Reading through database documentation and understanding that some database platforms do not really support NUMA, as well as others.
What is NUMA?
Modern CPUs operate considerably faster than the main memory they use.
CPUs increasingly have found themselves “starved for data” and having to stall while waiting for data to arrive from memory.
Many supercomputer designs of the 1980s and 1990s focused on providing high-speed memory access as opposed to faster processors, allowing the computers to work on large data sets at speeds other systems could not approach.
Limiting the number of memory accesses provided the key to extracting high performance from a modern computer.
For commodity processors, this meant installing an ever-increasing amount of high-speed cache memory and using increasingly sophisticated algorithms to avoid cache misses.
But the dramatic increase in size of the operating systems and of the applications run on them has generally overwhelmed these cache-processing improvements. Multi-processor systems without NUMA make the problem considerably worse. Now a system can starve several processors at the same time, notably because only one processor can access the computer’s memory at a time.
NUMA attempts to address this problem by providing separate memory for each processor, avoiding the performance hit when several processors attempt to address the same memory.
For problems involving spread data (common for servers and similar applications), NUMA can improve the performance over a single shared memory by a factor of roughly the number of processors (or separate memory banks).
Of course, not all data ends up confined to a single task, which means that more than one processor may require the same data. To handle these cases, NUMA systems include additional hardware or software to move data between memory banks.

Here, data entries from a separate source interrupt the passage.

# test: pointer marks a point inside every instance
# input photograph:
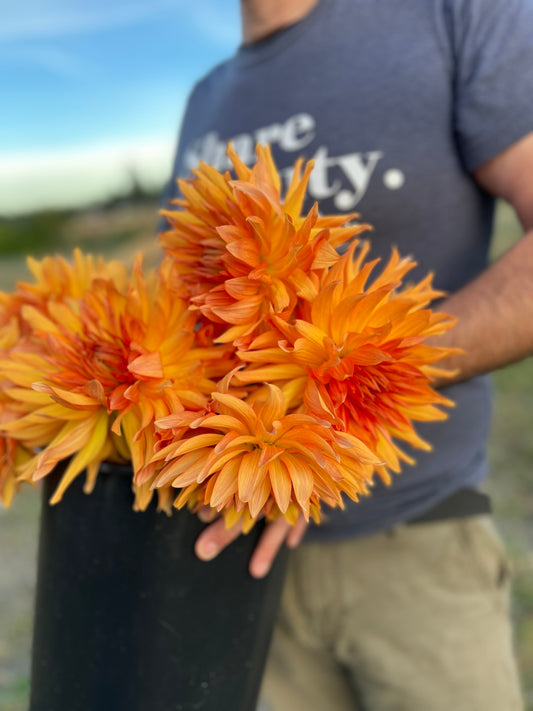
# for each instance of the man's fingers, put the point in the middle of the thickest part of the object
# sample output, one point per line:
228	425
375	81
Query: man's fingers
268	547
207	514
214	539
297	532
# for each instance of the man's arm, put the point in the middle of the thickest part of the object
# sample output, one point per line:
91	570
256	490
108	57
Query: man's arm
495	310
495	327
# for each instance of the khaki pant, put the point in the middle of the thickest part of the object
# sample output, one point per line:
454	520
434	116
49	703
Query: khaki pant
415	619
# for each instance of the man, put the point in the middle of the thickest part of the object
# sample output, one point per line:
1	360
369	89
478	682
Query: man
417	113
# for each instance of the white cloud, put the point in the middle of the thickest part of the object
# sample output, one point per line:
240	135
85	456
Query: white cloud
31	20
47	58
42	19
81	176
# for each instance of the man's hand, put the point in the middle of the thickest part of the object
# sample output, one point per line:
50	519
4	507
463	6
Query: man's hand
216	537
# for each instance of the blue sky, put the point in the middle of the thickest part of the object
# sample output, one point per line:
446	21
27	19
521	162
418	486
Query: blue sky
101	86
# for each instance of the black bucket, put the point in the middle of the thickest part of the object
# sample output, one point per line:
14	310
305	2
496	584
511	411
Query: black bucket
128	619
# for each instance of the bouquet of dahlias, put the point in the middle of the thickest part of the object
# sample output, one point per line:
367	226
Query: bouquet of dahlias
256	371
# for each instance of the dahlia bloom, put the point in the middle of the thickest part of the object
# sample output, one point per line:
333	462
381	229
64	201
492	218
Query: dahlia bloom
358	353
245	252
93	372
257	458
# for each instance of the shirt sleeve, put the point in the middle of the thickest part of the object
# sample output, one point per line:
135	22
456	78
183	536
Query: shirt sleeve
493	46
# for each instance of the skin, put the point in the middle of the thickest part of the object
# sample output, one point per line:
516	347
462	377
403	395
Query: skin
494	311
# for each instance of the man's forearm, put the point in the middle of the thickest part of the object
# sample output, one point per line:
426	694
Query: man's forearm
495	316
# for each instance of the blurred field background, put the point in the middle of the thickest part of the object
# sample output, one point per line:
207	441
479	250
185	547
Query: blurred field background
127	225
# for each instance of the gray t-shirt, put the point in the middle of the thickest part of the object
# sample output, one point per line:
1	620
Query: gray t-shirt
397	101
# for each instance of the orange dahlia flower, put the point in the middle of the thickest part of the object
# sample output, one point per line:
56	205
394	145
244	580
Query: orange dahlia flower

This operation slows the processors attached to those banks, so the overall speed increase due to NUMA depends heavily on the nature of the running tasks.
Get Processor Name
cat /proc/cpuinfo | grep -i "model name" | sort | uniq
Processors / CPU
Get Number of CPUs and Cores
Number of Cores
cat /proc/cpuinfo | grep -c 'core'
Number of processors
Number of processors
cat /proc/cpuinfo | grep -c 'processor'
Number of Sockets
Number of sockets
lscpu | grep -i 'socket'
Get CPU NUMA grouping
lscpu | grep -i 'NUMA'
- Here we have a lone NUMA Group
- All six (6) CPUs are within the lone grouping
numactl -- hardware
- Single NUMA Node
- CPUs => 0,1,2,3,4,5
- Size => 132 GB
- free => 600 MB